Posted 02-08-2010 at 11:30 AM by Molluck's Assistant
i've just exploded at my stepfather. you know i'm not one to complain about my parents and the like. the last time i did that was ages ago to do with lending them money i hadn't got, but that wasn't their fault anyway. that was my own.

i've been away from them and i know what its like to try and keep on top of bills, general maintenance, whilst fucking working. but i have never seen eye to eye with my stepfather. ever, in fact. there's been many instances where we've conflicted, the difference being i cannot hold my temper and he will not back down.

we both have terrible flaws, so don't think i'm nitpicking faults with him when i say he is incredibly argumentative. i've never understood it. even when i was a child, i'd be making an innocent statement about something around us, and i would get a load of pushy questions in return. i would reply not knowing what i was getting myself into and then the shit would hit the fan.

i work stupidly unsociable hours, and by that i mean mainly nights, but occasionally days. pretty stupid but its all there is, and so i only see him once he's already back from work. we're all entitled to be grumpy after work, and i'm not a child; i'm not in his face constantly. to be quite honest due to everything that's happened previous i could go weeks without saying a word to him, and i'm pretty damn sure he could too.

whatever, this all sounds very stupid. point is, i'd be lucky to get a reply in 3 days. a simple hello would suffice, and its always me who has to say it. never the other way around. i've done it before where i haven't said a word, and its just silence. fuck sake.
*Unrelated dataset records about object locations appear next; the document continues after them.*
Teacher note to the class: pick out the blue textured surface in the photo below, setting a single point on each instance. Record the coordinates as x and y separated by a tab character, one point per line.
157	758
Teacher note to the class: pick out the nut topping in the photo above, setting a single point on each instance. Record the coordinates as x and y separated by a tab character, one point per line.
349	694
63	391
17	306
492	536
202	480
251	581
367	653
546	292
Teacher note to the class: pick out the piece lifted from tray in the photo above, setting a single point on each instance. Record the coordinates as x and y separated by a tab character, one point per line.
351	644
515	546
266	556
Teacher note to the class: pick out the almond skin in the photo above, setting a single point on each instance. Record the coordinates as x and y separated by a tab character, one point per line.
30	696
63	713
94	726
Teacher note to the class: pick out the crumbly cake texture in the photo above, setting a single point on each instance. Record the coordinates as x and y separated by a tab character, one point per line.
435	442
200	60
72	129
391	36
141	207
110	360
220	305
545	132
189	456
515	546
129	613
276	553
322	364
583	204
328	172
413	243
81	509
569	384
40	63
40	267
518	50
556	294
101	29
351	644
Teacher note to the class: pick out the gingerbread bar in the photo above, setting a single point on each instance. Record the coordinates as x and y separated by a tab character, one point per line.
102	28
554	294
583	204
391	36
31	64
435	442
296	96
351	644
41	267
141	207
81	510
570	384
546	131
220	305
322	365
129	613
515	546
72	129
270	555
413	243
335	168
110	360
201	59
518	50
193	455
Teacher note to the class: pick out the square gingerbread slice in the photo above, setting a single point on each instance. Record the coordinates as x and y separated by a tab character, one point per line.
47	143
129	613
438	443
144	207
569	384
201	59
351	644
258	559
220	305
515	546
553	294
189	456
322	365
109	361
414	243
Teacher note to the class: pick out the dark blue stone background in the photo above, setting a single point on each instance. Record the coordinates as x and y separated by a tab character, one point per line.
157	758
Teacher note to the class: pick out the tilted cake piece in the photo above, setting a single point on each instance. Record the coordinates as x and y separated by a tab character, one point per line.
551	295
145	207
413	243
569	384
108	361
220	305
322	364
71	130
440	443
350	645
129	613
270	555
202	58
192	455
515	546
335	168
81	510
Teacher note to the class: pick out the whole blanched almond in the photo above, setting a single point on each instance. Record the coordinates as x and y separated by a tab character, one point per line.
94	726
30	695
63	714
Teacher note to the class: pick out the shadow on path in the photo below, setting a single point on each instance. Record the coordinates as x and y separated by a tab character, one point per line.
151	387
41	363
well the whole point of this is because i feel so fucking guilty for almost snapping with him. i don't even answer him back, or my mother. i'm very old fashioned that way. you shouldn't answer parents back; if you have something to say, you say it loud and clear. not behind their back or in little sarky remarks.

just things getting on top of me, hopefully. i've got upcoming debts to be paid too, on something i have not actually paid for yet, and it'll be a miracle if i manage to pull off a weekly payment system. i have the time, just not the fucking wages. then there's the bit where i'm trying to work out the bills in question, and that shite i got in my maths exams comes bounding back up to me, making my head go all fuzzy.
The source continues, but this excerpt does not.